Full disclosure: I support the privatization of the State Rabbinate and think the State should not, in an ideal world, deal with personal status matters.
The State Rabbinate is indeed widely unpopular, seen as ineffective, corrupt, detached from people’s problems, unwelcoming to non-religious people, and sometimes even to them. But on the other hand, most Israelis also have a very limited contact with the Rabbinate during their life. It adds up to two main events in their whole existence: wedding and later, for a minority, divorce.

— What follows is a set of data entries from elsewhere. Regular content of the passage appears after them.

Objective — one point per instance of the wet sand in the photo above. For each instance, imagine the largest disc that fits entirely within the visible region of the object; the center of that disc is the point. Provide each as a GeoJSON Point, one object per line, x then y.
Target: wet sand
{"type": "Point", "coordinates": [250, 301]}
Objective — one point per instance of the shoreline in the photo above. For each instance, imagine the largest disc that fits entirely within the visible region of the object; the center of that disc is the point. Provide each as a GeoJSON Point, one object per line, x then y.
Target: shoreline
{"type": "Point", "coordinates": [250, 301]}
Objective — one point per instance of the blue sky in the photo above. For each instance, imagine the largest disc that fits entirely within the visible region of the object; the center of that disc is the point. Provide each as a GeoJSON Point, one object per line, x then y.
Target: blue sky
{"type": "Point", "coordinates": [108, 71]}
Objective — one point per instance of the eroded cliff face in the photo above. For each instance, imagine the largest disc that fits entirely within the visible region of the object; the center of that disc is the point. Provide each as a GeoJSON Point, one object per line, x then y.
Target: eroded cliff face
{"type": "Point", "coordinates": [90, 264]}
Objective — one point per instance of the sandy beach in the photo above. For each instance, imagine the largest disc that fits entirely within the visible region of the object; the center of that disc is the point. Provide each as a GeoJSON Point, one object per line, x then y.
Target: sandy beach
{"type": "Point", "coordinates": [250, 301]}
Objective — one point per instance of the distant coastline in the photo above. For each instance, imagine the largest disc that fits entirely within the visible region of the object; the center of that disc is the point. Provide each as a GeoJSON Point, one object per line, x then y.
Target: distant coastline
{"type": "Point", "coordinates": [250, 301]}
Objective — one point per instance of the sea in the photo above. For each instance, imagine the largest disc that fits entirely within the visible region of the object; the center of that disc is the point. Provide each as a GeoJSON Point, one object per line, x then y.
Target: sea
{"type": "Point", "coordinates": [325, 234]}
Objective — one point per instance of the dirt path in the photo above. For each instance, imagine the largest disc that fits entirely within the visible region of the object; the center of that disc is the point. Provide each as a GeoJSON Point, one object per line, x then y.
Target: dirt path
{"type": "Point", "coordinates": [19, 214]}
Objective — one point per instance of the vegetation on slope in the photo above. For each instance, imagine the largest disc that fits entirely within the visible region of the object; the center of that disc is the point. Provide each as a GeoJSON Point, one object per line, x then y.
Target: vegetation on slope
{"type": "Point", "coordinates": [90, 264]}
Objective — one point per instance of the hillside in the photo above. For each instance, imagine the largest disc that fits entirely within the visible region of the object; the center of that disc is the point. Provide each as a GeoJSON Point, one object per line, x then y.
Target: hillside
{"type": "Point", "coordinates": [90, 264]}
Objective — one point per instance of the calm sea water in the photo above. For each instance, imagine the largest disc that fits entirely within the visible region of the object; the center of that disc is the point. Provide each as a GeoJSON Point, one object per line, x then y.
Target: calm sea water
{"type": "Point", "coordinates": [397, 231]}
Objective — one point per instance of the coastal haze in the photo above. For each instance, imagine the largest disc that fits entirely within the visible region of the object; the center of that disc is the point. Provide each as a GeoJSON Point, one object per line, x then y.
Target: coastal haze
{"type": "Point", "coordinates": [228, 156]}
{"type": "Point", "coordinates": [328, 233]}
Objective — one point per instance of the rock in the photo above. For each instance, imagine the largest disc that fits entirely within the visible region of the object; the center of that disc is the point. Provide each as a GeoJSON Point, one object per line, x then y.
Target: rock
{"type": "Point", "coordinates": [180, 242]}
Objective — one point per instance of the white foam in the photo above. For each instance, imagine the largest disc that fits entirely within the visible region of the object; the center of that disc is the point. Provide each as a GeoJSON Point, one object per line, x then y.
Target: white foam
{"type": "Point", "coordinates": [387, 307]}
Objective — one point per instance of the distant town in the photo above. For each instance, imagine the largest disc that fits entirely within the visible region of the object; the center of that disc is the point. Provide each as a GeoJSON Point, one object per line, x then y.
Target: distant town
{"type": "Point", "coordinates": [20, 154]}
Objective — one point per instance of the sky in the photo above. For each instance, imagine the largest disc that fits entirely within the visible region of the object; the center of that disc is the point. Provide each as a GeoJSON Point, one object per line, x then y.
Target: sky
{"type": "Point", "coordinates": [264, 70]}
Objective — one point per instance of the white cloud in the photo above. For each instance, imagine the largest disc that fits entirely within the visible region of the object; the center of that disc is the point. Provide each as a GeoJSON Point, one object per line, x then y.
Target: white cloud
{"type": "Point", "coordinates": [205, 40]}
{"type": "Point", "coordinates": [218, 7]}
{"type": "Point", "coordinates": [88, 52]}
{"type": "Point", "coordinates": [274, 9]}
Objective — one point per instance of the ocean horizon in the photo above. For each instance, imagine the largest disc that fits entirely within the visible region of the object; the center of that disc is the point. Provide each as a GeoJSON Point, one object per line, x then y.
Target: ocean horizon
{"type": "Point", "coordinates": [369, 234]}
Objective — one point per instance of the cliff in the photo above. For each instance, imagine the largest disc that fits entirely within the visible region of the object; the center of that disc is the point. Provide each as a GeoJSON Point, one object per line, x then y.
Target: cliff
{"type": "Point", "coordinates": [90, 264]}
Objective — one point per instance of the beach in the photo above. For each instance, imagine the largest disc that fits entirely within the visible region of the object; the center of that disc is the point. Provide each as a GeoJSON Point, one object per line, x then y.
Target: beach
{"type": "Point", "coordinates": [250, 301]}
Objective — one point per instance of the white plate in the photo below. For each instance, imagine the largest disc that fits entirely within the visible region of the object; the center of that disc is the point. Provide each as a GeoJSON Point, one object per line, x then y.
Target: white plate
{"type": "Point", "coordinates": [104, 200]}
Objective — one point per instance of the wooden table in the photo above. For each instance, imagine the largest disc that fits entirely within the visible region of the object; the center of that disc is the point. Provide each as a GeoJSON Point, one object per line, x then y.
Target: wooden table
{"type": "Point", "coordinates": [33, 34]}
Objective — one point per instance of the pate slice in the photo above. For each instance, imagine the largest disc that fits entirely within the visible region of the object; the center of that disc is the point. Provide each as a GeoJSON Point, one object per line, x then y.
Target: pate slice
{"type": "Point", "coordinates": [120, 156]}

These events are among the most significant in anybody’s life and you do not want them to be spoiled by absurd bureaucracy and unnecessary headaches. But the truth is that, in most cases and for most Israeli Jews, things go relatively swiftly. Some parts can be a little unpleasant, but overall, the process is not very different from any bureaucratic process in Israel. You do it, you waste some time, you fill a few documents that makes no sense to you, it’s over and you can focus on your wedding ceremony and what really matters: the dress, the DJ or the band, the food and alcohol, and the most crucial — seating arrangements.
The issue that interests most American Jews, religious pluralism, is of no concern for the overwhelming majority of couples. They would in any case ask an “Orthodox” rabbi to perform at their wedding. There is no “Orthodox Judaism” in Israel and there are no streams. There is just “Judaism”, it is the traditional orthodox flavor, and that’s what people recognize as Judaism. Reform or Conservative Judaism are not unknown, they are present, spend a lot of money to expand, and still do not succeed because they are perceived as alien American religions. That’s the hard part maybe for most people to understand: if tomorrow full religious American style pluralism was adopted, Israelis, but a few minority, would still marry with an Orthodox rabbi.
Contrary to what is often said, you can get married with a Reform rabbi in today’s Israel. The wedding will not be recognized as legitimate by the State, but the ceremony itself is not illegal. You then need to get a civil wedding in a foreign country to receive the “married” status.
This is absurd, nobody will contest it. But it also does not bother most Jewish citizens. They are very few people who *can* get married with the State rabbinate and chose not to (probably under 2% of the couples). More people would like to marry with the rabbinate but can’t, and this needs solving. But as it concerns mostly non-halakhically Jewish new immigrants from the former USSR, don’t expect the majority of the population to take up the streets.
They will not because it is not important enough in their eyes when Israel is facing so much other life and death, or even just important, issues like Iran, Gaza, the economy, and so on.
They will not when the issue is framed as an Israel-Diaspora problem and they get the feeling that people living thousands of kilometers from here want to impose their opinions on them. You want to change Israel ? Make Aliyah, become a citizen, and vote. You want to stay in your country ? Fine but do not tell us how to live.
The truth is, most Israelis do not even understand why this issue is so important to American Jews. If Israelis who have to live with the Rabbinate do not think it is a serious enough cause to fight for, why are people who do not have to suffer it so inflamed about this subject ? Maybe they should concentrate on their own, huge, predicaments, like assimilation, intermarriage and the weakening of Jewish identity among the younger generation that threatens the very existence of the American Jewish community.